I’m interested in how students think about examples, and whether we can train them to “think better” about examples. At the moment this is all just hypothetical, and I’m hoping to formalise it in the future.
There’s a lot of research out there about example generation tasks. The book by Watson and Mason is the obvious starting point, and there are also loads of good papers.
I think I’m more interested in the idea of getting students to use examples to help them to understand a difficult new piece of mathematics. This is difficult to observe, and practically impossible to write a paper on, so is most likely just a good piece of advice to give them rather than anything I can publish.
Suppose you’re looking through some lecture notes, and you come across:
Theorem 2.15. Let \((X_k)_{k\geq 1}\) be i.i.d. random variables with values in \(\{0, 1, 2, . . . \}\) and let \(N \geq 0\) be an integer-valued random variable independent of \(\{X_k\}_{k\geq 1}\).
Then \(S_N := X_1 + \dots + X_N\) has generating function
\[G_{S_N}(s) = G_N \big( G_X(s)\big).\]How should you unravel this? My advice is to come up with three examples, following the process “the good, the bad, and the ugly”.
First, we replace each mathematical object with the nicest example we can think of.
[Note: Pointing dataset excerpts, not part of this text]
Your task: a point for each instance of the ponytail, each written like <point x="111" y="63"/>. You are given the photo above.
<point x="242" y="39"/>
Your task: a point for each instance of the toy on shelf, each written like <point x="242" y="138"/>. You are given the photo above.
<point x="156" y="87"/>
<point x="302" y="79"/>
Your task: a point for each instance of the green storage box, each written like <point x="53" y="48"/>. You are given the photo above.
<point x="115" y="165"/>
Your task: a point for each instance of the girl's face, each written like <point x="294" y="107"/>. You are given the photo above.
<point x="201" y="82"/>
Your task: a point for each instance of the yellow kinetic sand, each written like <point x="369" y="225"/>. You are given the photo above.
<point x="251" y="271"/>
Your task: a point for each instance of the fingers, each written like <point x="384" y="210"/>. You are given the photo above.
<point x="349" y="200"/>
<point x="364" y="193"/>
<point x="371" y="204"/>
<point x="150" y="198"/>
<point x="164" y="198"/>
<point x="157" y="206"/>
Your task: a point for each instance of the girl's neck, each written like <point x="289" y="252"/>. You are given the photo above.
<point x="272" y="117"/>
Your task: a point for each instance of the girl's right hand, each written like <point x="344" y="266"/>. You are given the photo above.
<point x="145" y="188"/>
This will help us to see roughly what’s going on, as long as everything is nice.
For instance, the first random variable I think of is a Bernoulli\((p)\) random variable, which takes value 1 with probability \(p\) and 0 with probability \(1-p\).
Its generating function is
\(G_X(s) = ps^1 + (1-p) s^0 = ps + (1-p)\).
For our integer-valued random variable, we can take another Bernoulli distribution, \(N \sim \text{Bernoulli}(q)\). This has the same generating function as before (swapping \(p\) for \(q\)). If \(N=0\), then \(S_N\) is also 0; but if \(N=1\), then \(S_N\) is equal to \(X_1\) (which is either 0 or 1). So we get:
\[S_N = \begin{cases} 1 & \text{with probability} \, pq \\ 0 & \text{with probability} \, 1-pq \end{cases}.\]Calculating the generating function two different ways, we have
\[G_{S_N}(s) = s^1 \times pq + s^0 \times (1-pq)\](directly from our distribution of \(S_N\)), or:
\[G_N \big(G_X(s)\big) = G_N ( ps + (1-p)) = q ( ps+ 1-p) + (1-q) = pqs -pq + 1.\]They’re the same: in this simple case, the theorem works.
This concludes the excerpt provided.